Idina Kim Menzel is an actress, singer, and songwriter from the United States. Menzel is noted for her powerful mezzo-soprano voice and characteristic belting technique, and her depictions of strong, complicated female characters often misunderstood. She has won one Tony Award out of three nominations. She is one of the most successful Broadway performers of her generation, having attained mainstream success on stage, screen, and music.
Menzel rose to popularity as a theatrical performer after making her Broadway debut as Maureen Johnson in Rent's rock musical. She was nominated for a Tony Award for Best Featured Actress in a Musical for her performance. After appearing in several smaller-scale theatrical and Off-Broadway shows, she won the Tony Award for Best Actress in a Musical for her performance as Elphaba in the Broadway musical Wicked in 2003.

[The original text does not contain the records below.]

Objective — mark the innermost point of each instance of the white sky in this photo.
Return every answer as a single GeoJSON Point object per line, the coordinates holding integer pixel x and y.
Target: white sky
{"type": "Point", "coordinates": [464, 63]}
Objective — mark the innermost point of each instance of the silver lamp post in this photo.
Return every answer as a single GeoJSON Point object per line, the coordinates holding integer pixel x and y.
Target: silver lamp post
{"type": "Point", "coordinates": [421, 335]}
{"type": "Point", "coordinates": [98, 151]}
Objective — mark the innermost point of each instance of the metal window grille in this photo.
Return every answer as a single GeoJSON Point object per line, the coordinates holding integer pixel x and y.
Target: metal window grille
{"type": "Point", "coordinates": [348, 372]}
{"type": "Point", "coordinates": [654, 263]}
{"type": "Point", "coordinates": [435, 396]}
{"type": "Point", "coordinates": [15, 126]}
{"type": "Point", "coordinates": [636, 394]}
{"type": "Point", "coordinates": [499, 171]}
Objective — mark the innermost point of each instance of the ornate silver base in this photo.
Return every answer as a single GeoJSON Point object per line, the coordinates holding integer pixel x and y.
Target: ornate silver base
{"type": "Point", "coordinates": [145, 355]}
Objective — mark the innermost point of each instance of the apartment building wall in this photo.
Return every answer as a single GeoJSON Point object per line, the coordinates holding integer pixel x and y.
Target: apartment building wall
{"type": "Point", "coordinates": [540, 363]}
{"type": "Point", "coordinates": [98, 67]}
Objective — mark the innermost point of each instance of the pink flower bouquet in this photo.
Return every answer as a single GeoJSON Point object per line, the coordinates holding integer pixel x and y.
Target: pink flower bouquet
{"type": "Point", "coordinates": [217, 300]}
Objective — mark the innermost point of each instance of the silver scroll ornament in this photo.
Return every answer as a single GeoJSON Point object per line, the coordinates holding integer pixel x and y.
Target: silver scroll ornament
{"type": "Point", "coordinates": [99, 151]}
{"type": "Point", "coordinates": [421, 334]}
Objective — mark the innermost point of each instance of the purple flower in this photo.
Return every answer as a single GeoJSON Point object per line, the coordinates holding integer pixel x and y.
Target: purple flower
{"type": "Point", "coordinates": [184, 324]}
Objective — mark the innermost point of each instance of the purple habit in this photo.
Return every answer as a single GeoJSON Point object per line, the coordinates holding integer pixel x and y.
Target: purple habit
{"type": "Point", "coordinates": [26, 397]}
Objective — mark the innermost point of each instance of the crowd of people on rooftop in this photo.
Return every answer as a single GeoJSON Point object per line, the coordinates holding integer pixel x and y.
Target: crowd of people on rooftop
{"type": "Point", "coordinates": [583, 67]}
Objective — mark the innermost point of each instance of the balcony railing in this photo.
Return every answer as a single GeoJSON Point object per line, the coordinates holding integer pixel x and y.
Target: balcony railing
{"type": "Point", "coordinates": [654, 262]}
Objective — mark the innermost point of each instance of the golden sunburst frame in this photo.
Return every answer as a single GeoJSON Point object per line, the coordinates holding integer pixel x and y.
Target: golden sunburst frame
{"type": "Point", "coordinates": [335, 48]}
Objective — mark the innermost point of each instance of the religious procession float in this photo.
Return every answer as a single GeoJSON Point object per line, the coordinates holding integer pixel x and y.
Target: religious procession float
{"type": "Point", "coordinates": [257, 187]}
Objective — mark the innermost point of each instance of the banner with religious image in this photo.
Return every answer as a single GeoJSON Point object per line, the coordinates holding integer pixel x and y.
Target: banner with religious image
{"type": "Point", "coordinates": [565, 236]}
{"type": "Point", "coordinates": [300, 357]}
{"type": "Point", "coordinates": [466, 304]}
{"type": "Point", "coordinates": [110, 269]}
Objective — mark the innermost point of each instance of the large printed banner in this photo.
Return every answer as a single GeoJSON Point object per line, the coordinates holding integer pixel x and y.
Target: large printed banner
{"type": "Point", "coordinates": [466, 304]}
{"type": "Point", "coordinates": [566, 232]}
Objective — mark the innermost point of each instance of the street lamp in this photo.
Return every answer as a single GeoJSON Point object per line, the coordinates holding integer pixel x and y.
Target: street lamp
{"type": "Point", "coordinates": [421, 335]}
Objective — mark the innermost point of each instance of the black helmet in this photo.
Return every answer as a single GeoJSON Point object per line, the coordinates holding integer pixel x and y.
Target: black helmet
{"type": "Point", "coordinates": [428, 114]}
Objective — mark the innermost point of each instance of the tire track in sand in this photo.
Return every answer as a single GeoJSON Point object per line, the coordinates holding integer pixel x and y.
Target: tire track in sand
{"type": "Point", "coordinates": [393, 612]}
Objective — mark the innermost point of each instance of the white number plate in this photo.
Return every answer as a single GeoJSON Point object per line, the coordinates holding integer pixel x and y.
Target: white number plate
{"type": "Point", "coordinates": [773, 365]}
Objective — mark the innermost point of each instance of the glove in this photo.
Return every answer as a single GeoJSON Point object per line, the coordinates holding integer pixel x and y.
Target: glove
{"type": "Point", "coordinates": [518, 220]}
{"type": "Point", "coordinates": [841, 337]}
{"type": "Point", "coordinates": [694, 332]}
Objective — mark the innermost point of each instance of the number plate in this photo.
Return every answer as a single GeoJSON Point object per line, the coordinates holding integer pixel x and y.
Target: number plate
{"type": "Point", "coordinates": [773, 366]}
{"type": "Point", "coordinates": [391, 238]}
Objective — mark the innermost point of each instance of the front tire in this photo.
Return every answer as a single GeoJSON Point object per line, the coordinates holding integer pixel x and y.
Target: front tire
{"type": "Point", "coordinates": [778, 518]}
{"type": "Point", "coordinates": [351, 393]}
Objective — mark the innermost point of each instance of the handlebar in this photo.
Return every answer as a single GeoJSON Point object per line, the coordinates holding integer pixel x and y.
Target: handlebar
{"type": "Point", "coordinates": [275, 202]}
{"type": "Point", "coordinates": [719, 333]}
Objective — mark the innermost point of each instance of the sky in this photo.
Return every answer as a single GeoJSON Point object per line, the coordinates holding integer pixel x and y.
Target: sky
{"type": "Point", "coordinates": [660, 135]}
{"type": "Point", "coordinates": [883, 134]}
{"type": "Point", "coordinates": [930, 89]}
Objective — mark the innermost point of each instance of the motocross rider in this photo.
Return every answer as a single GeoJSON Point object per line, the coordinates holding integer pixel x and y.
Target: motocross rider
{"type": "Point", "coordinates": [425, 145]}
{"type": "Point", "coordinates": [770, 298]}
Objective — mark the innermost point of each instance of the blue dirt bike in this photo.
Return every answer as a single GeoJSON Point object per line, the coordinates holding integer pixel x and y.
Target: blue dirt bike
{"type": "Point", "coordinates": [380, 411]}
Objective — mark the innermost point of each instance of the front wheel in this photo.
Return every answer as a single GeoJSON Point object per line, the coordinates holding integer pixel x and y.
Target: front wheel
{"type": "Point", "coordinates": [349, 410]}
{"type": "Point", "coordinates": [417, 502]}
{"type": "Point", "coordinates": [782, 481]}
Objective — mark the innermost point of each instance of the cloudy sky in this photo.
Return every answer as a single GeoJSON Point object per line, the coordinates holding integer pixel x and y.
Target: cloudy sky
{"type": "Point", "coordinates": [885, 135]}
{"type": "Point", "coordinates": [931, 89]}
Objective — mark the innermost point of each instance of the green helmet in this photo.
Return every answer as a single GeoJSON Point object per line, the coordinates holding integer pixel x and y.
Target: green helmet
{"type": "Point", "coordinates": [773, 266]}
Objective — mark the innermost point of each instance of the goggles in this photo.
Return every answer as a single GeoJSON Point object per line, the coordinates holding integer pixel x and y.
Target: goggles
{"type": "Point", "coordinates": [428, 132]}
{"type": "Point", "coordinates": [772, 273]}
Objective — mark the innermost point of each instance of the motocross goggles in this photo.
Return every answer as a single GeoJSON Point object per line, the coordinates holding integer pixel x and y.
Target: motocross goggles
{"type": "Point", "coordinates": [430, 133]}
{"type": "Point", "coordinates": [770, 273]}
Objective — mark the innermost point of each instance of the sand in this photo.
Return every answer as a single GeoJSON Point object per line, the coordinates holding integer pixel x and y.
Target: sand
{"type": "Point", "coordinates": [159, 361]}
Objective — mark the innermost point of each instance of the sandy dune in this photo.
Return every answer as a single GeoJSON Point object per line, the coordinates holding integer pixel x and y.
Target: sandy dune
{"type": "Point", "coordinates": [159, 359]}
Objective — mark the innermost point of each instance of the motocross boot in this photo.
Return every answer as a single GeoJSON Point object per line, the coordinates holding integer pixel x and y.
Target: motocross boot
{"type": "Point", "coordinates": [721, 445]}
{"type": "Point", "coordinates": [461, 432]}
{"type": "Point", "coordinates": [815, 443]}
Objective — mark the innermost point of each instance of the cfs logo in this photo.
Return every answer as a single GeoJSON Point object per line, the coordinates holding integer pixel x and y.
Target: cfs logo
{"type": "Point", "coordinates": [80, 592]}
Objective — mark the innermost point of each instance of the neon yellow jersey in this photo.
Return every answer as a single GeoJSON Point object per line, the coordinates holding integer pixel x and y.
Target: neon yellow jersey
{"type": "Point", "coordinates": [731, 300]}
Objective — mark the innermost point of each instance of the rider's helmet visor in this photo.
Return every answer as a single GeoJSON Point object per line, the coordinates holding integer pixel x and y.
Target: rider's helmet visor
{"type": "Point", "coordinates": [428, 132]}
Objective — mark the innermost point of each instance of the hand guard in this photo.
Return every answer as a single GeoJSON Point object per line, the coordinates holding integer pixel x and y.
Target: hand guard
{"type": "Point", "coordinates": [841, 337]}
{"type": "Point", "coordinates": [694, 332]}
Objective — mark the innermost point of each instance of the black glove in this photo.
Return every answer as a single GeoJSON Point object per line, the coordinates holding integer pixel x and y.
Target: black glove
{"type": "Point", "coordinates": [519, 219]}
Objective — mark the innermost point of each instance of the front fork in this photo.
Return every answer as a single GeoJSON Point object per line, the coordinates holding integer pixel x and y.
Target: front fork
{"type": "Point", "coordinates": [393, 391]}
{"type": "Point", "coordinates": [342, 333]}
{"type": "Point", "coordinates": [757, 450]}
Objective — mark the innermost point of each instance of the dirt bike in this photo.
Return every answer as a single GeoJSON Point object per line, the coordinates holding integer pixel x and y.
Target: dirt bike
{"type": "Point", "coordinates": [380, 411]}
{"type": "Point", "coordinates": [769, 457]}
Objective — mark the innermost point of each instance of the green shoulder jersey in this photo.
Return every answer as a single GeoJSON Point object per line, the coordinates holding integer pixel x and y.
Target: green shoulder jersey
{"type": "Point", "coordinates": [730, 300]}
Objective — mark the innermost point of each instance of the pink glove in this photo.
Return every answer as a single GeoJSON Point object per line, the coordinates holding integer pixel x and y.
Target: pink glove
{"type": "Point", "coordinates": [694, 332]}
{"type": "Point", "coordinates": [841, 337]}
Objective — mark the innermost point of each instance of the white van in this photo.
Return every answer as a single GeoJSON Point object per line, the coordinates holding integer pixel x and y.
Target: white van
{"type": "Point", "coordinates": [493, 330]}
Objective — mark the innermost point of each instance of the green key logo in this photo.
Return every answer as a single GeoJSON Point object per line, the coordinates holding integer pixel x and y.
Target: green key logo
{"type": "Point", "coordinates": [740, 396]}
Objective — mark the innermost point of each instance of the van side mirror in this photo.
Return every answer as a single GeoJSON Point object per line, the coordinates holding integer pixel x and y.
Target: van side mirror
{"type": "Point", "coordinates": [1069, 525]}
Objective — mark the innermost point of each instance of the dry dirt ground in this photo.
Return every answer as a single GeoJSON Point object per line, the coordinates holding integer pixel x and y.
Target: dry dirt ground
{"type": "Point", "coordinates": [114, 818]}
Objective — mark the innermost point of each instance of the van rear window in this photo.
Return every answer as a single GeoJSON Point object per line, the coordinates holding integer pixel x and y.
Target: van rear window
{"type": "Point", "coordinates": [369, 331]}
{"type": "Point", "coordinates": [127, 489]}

Idina Kim Mentzel was born in Manhattan, New York City, on May 30, 1971. She lived up in New Jersey until she was around three years old when her family moved to Long Island's Syosset. Helene Goldberg, a therapist, and Stuart Mentzel, a pajama salesman, are her parents. Cara, her younger sister, is her only sibling, and Menzel is a devout follower of the Jewish faith. Her grandfather emigrated from Russia. Menzel went to Plainview's J. Irving Baylis Elementary School, Syosset's H.B. Thompson Middle School, and Syosset High School.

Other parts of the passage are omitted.